SleeplessInWherever · 15/06/2025 14:58

PractisingMyTelekenipsis · 15/06/2025 14:48

But sometimes biological sex is the important factor. When talking about menstruation, pregnancy, menopause. I want single sex toilets, changing rooms, hospital wards. I don't want to discuss the sexual abuse I've suffered at the hands of men in front of men.

My Muslim friends need single sex swimming session.

Is it important at book club? No. Are men welcome at the craft club I run? Of course!

There are situations where it matters and others it doesn’t.

Those who reject trans people in all walks of life, aren’t following this ethos though are they.

OP’s in law for example is FTM, our spaces aren’t even relevant to this specific discussion, if anything she’d be leaving them. So what odds does it make to anyone here whether someone calls her a man or a woman. There is absolutely no risk attached to this specific post, yet still - the same old conversation.

Ereshkigalangcleg · 15/06/2025 14:59

SleeplessInWherever · 15/06/2025 14:54

Because I believe that women can fly rockets, work in management positions, have 50/50 relationships and household dynamics (for example) and that all of that has absolutely nothing to do with their basic biology?

Do you think we think those things are to do with biology?

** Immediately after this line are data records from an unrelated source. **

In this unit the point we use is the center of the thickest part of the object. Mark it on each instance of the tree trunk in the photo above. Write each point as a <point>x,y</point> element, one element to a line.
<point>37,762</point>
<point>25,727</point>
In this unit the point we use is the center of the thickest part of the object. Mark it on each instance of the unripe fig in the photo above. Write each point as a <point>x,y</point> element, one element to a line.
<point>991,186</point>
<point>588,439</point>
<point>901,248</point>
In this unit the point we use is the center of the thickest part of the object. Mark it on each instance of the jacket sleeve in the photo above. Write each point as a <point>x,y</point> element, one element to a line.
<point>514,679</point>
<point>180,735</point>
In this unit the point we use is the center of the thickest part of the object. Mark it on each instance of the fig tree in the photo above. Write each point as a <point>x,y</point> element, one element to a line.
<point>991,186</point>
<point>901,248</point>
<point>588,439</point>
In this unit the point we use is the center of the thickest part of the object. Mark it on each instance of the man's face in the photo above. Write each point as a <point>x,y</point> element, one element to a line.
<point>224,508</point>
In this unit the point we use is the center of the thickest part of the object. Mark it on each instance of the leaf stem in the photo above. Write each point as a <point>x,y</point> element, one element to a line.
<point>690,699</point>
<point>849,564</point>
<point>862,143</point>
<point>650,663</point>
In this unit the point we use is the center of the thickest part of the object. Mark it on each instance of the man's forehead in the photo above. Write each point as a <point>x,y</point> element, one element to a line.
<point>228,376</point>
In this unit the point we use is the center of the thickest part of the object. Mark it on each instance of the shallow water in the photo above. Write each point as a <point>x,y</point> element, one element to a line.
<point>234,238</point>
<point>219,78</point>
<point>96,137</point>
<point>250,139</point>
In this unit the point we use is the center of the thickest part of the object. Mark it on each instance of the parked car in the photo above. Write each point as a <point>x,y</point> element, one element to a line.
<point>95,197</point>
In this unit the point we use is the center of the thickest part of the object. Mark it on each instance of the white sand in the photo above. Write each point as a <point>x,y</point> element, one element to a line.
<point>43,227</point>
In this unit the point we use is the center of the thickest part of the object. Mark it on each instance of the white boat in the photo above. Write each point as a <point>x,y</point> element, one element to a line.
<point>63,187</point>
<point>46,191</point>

A complete non sequitur.

Heggettypeg · 15/06/2025 15:01

SleeplessInWherever · 15/06/2025 14:42

Are those who state that gender doesn’t matter sexist then, because they believe that only sex matters?

It depends whether they are sexists or merely sex realists. Sexists assume that sex comes (and should come) umbilically attached to a load of stereotypical gendered baggage about masculinity and femininity.
Sex realists recognise merely that sex is a physical reality which needs to be acknowledged and accommodated in certain situations. Various gendered baggage gets attached to sex by society, and internalised by individuals, or rejected by individuals, but it is not a unified stable entity called "gender".